For this project we'll be taking a look at housing sale data from the King's County Sales dataset, which can be found in kc_house_data.csv. Each record represents a house sale in the Seattle area for the year 2021-2022. Our Client, a real estate agency, specializes in the elusive mid-range home, and is looking for neighborhoods to target to increase their inventory. Our client would like to target the incorporated areas of Kings County, which as a whole covers roughly 10% of Washington state, and so we'll reduce the size of our dataset to reflect that change. We'll also keep our eye out for any features that might radically boost home price, such as waterfront properties, or homes adjacent to parks or greenways to provide a list of features or locations associated with inflated pricing- in other words, a "what to avoid".

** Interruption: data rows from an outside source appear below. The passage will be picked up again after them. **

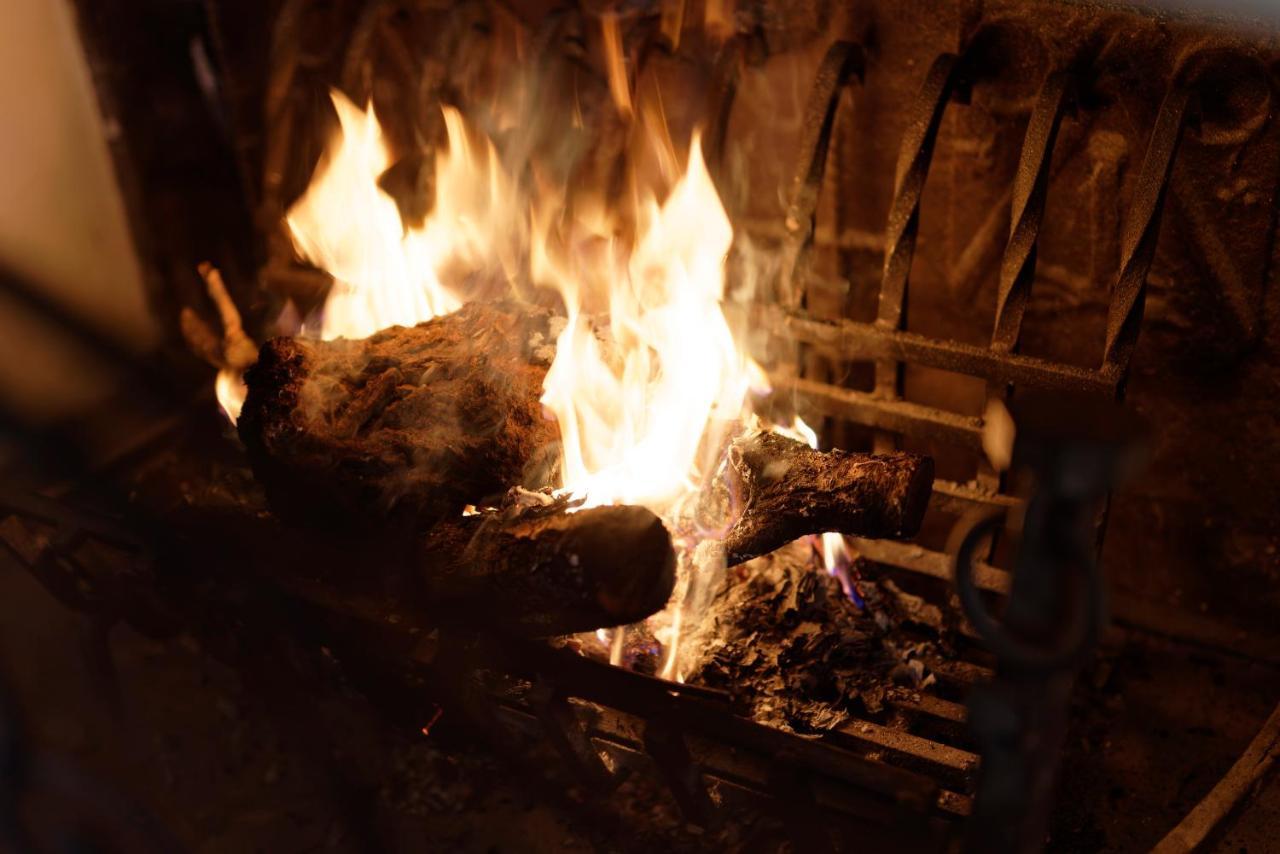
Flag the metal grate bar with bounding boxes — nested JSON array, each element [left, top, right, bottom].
[[876, 54, 961, 451], [850, 538, 1012, 594], [1102, 83, 1190, 375], [833, 721, 978, 785], [781, 41, 865, 307], [760, 306, 1119, 396], [769, 375, 982, 451]]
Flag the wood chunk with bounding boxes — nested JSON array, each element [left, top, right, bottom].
[[239, 303, 558, 530], [421, 501, 676, 636], [724, 431, 933, 566]]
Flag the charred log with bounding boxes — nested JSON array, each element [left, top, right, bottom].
[[724, 431, 933, 566], [421, 498, 676, 636], [239, 303, 558, 530]]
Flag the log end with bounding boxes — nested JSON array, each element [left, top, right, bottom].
[[897, 453, 933, 538], [570, 506, 676, 626]]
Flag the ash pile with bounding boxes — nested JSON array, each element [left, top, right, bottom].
[[689, 540, 945, 732]]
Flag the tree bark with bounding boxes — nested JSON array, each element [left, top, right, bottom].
[[420, 502, 676, 636], [239, 303, 558, 530], [724, 431, 933, 566]]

Our first steps were to import our libraries and clean our data. This included dropping a small number of NaN entries, identifying invalid entries, and starting the process of identifying and eliminating outliers. Of the 30155 records included in the original kc_house dataset we used 21059, eliminating 819 erroneous files. In its raw form the 30,155 homes in the kc dataset have a mean price of 1,108,536 dollars, a mean size of 2112 sqft, and 3.4 bedrooms.
With possible predictors from the original columns, and our engineered column of 'zip', there were over 26 possibilities to examine. Using our clients interests, and a variety of tools(correlation matrices, scatterplots and simple linear regression models) we were able to pare down our list to three target predictors that became clear frontrunners for inclusion in our final models: 'zip', 'grade', and 'sqft_living'.
Using an OLS model we were able to identify the impact of both a homes quality (grade) on the mean price, as well as prove that certain amenities are just too pricey to justify for a midrange home, such as waterfront access, homes in above average condition. Our centered data resulted in a model r-squared of 64%, an intercept (in this case, average price) of 884,000.

Using our final model we identified which neighborhoods we would be able to locate housing in two distinct areas that would be in the lowest mean price by zipcode. South of SeaTac: 98023: Federal Way, 98092: Auburn, 98422:Tacoma, 98030: Kent and east of Mercer Island in the neighborhoods of Issaquah and Bellevue.
We can also see that we'll want to look for houses that are in low to average grade, as we see prices jumping over the median once we've crossed the average grade threshold. Additionally, while we'll want to avoid waterfront homes because of the significant jump in price (about a 100,00 dollars), our real estate agent might want to target homes that are located near greenbelts or parks, which have a significantly lower jump in price- around 8,000.
Our model had a large MAE (about 160,00) even for home prices, and the plot of our residuals demonstrated imperfect distribution, challenging the accuracy of our model.
Affordable housing is a challenge to find in the best of times, and often neighborhoods with lower housing prices are located nearby inherent health dangers like freeways or large industrial areas, or lack the kinds of amenities that enhance quality of life, like greenspaces and grocery stores. Our next steps would be to overlay a map of such amenities or dangers over the neighborhoods we've identified as being our most affordable, to analyze the additional benefits and risks of those neighborhoods and to allow our client to have a fuller understanding of its benefits or disadvantages.